Alys shook her head. 'She's pregnant. I checked her. And she sent for my kinswoman, Morach, who is to stay with us until the birth. They've just struck their deal.'

'Boy or girl?' the old man asked eagerly. 'Tell me, Alys. What d'you think? Boy or girl?' 'I think it's a boy,' Alys said unwillingly. 'Has she told Hugo?' the old lord demanded. 'Curse the lad! Where is he?'

'She told him,' Alys said. 'He's out hunting venison for you, my lord. I don't know if he's back yet.'

'He went out without telling me?' the old lord asked, his face suddenly darkening. 'He gets the shrew in pup and then he goes out without telling me?'

Alys said nothing, her hands clasped in her lap and her eyes down.

'Hah!' Lord Hugh said. 'Not best pleased, was he?' Alys said nothing.

'She told him this morning and he went straight out?' Lord Hugh checked. Alys nodded.

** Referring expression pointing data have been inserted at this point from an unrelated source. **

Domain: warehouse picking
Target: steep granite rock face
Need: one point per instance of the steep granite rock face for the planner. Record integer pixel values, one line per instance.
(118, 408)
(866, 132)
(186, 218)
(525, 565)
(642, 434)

'In a rage I suppose,' the old lord said ruminatively. 'He was counting on an annulment. He'll know that's not possible now.' The fire crackled. The old lord sat silent in thought. 'Family comes first,' he said finally. 'Duty comes first. He can take his pleasures elsewhere – as he always has done. But now that his wife is with child, she is his wife forever. The child is well – d'you think?'

'These are early days,' Alys said. Her lips were cold and the words came out carefully. 'Queen Anne herself can tell you that many a baby is lost before birth. But as far as I can tell, the child is well.' 'And a boy?' the old man pressed her. Alys nodded.

'That is well!' he said. 'Very well. Queen Anne or no! This is the nearest to an heir that we have ever come. Tell Catherine to wear something pretty tonight, I will drink her health before them all. She can come to my room as soon as she is dressed. I will take a glass with her.'

Alys nodded. 'And me, my lord?' she asked. 'These other letters?'

Lord Hugh waved her away. 'You can go,' he said. 'I have no need of you now.'

Alys rose from the chair, curtsied and went to the door. 'Wait!' he said abruptly. Alys paused.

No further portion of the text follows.